Sukses

Aksi Anak Muda Bandung Ingatkan Dampak Perubahan Iklim

Sejumlah anak muda menggelar aksi damai menyuarakan isu perubahan iklim diakibatkan kerusakan lingkungan, di samping Gedung Merdeka, Jalan Asia-Afrika, Kota Bandung, Jumat (25/3/2022) sore.

Liputan6.com, Bandung - Sejumlah anak muda menggelar aksi damai menyuarakan isu perubahan iklim diakibatkan kerusakan lingkungan, di samping Gedung Merdeka, Jalan Asia-Afrika, Kota Bandung, Jumat (25/3/2022) sore sekitar pukul 17.00 WIB.

Sambil menampilkan aneka poster aspirasi kepada pengendara yang melintas di depan mereka, yel-yel bertema cinta lingkungan pun terdengar nyaring.

"Kalau kau cinta bumi teriak bumi! Kalau kau cinta bumi dan ingin menjaganya, mari kita bersama teriak bumi," ajak Adziqa Ammara, lewat pengeras suara yang dijawab peserta lain dengan meneriakan 'bumi' secara serentak.

Aksi tersebut digelar juga di kota-kota lain seperti di Semarang, Jakarta, Serang, Cirebon, Makassar dan daerah lainnya di Indonesia. Gerakan ini merupakan bagian dari gerakan Global Climate Strike.

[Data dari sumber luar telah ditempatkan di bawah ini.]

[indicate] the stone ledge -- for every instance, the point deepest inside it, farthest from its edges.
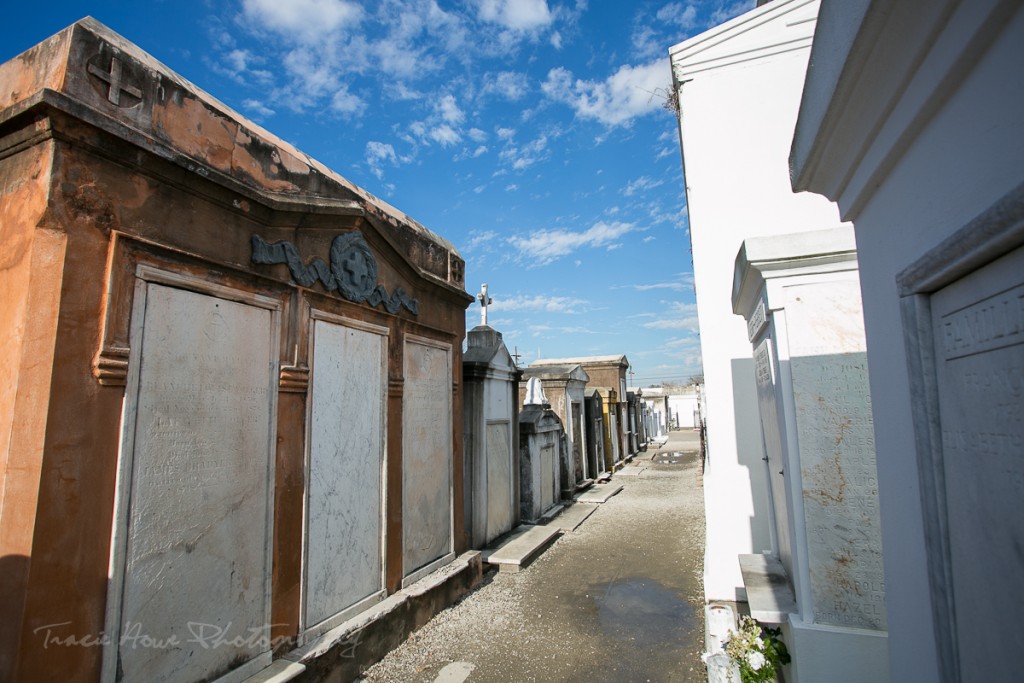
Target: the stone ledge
(600, 494)
(768, 592)
(345, 651)
(522, 548)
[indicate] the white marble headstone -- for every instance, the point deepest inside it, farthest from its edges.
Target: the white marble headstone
(978, 331)
(426, 455)
(346, 455)
(500, 510)
(535, 392)
(195, 599)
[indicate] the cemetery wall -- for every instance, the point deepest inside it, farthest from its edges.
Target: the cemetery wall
(928, 168)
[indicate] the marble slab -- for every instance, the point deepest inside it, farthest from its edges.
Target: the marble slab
(978, 332)
(500, 509)
(549, 477)
(836, 436)
(344, 506)
(195, 602)
(766, 375)
(426, 454)
(600, 493)
(522, 547)
(570, 518)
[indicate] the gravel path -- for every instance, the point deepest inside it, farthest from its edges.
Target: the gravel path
(617, 599)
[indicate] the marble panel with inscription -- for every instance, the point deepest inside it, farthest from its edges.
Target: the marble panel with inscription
(979, 349)
(836, 437)
(500, 510)
(346, 450)
(765, 366)
(426, 455)
(195, 600)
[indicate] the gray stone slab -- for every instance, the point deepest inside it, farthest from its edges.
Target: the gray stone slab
(279, 672)
(196, 559)
(426, 455)
(346, 452)
(572, 516)
(768, 592)
(522, 548)
(600, 493)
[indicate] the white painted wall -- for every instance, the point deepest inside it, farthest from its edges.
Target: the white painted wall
(740, 87)
(923, 154)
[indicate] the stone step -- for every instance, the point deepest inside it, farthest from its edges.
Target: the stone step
(600, 493)
(525, 544)
(572, 516)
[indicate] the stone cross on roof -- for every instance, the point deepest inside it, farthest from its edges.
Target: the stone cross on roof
(484, 302)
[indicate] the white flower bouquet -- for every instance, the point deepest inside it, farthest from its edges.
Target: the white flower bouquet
(757, 650)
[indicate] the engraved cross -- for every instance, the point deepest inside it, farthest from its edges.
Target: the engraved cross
(113, 79)
(484, 302)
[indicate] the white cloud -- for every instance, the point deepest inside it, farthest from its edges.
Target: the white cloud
(377, 154)
(479, 240)
(548, 246)
(527, 155)
(449, 111)
(522, 15)
(628, 93)
(676, 12)
(678, 315)
(345, 102)
(507, 84)
(444, 135)
(305, 20)
(258, 108)
(726, 11)
(642, 183)
(539, 302)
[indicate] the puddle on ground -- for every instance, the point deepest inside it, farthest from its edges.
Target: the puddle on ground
(641, 609)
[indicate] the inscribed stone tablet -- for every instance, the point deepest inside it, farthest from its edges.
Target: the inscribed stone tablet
(500, 511)
(549, 478)
(979, 347)
(426, 454)
(770, 429)
(195, 595)
(343, 536)
(836, 437)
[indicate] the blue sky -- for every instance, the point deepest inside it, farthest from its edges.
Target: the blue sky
(529, 133)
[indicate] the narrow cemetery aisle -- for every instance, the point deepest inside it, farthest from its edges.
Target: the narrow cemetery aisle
(617, 599)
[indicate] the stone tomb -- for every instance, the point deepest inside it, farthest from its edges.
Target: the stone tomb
(605, 371)
(492, 418)
(594, 414)
(231, 408)
(541, 445)
(345, 470)
(800, 295)
(964, 303)
(563, 385)
(193, 534)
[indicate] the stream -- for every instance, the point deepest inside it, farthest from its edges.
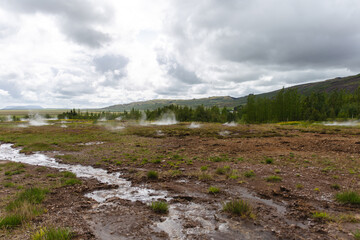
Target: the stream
(208, 222)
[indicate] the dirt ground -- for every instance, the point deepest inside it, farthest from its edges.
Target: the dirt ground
(313, 164)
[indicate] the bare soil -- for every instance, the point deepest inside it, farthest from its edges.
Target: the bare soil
(309, 161)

"What do you want? Climate justice!

When do you want it? Right now!

"Sekarang kita sedang melakukan aksi mengingatkan bahwa bumi kita sedang tidak baik-baik saja. Kita sedang berjuang melawan iklim yang memburuk setiap harinya," teriak Adziqa.

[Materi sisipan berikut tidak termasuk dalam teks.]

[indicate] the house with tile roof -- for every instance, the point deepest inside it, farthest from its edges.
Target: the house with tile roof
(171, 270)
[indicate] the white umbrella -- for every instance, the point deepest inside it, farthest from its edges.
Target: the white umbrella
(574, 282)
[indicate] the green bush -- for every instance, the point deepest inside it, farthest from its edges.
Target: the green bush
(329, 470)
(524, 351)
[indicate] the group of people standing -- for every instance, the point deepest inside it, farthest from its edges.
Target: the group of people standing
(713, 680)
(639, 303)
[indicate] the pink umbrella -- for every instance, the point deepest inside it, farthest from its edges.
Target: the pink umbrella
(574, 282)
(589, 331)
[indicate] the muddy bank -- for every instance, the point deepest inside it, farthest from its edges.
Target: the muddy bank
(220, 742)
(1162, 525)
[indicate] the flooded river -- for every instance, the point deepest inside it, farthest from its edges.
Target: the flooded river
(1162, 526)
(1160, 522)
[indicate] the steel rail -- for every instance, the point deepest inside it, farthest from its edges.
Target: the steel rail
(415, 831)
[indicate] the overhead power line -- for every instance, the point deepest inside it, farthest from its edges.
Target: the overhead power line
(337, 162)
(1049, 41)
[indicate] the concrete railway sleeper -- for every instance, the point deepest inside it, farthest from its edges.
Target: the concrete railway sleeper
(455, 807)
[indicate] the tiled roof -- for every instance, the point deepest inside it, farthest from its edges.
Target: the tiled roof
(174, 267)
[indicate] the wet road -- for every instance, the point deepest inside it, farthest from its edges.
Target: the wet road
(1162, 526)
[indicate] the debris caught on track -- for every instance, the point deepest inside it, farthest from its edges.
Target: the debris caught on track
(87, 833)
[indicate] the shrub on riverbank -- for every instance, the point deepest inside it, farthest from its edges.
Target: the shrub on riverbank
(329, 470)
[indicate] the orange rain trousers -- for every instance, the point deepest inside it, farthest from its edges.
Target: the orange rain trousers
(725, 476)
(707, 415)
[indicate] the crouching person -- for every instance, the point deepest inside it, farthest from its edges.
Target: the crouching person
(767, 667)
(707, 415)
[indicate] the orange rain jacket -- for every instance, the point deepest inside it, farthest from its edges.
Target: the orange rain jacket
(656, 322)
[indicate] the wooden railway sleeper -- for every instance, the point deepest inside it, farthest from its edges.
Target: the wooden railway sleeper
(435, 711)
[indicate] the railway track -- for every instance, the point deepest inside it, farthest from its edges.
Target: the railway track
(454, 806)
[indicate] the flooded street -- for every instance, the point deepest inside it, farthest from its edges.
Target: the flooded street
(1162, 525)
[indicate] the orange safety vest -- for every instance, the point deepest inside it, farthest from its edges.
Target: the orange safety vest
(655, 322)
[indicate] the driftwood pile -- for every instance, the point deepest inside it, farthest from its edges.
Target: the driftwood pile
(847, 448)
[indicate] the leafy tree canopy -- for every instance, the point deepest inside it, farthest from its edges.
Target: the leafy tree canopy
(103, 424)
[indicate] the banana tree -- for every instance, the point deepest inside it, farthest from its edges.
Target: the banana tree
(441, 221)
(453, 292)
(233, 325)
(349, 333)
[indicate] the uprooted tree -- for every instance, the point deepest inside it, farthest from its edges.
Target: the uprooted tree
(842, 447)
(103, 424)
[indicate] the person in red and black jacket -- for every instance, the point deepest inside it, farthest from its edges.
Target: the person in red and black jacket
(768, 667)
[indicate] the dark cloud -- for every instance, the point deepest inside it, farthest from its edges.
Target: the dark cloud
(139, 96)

Adziqa mengatakan, saat ini kondisi lingkungan secara global sedang tidak baik-baik saja, termasuk di Indonesia. Kerusakan lingkungan dipicu beragam bentuk, di antara eksploitasi alam untuk kepentingan ekonomi.

"Kebijakan pemerintah yang ada sekarang lebih mengedepankan kepentingan penguasa, tetapi tidak mementingkan keluarannya (dampak) pada masyarakat, dampak pada bumi. Banyak yang merusak lingkungan," katanya kepada Liputan6.com.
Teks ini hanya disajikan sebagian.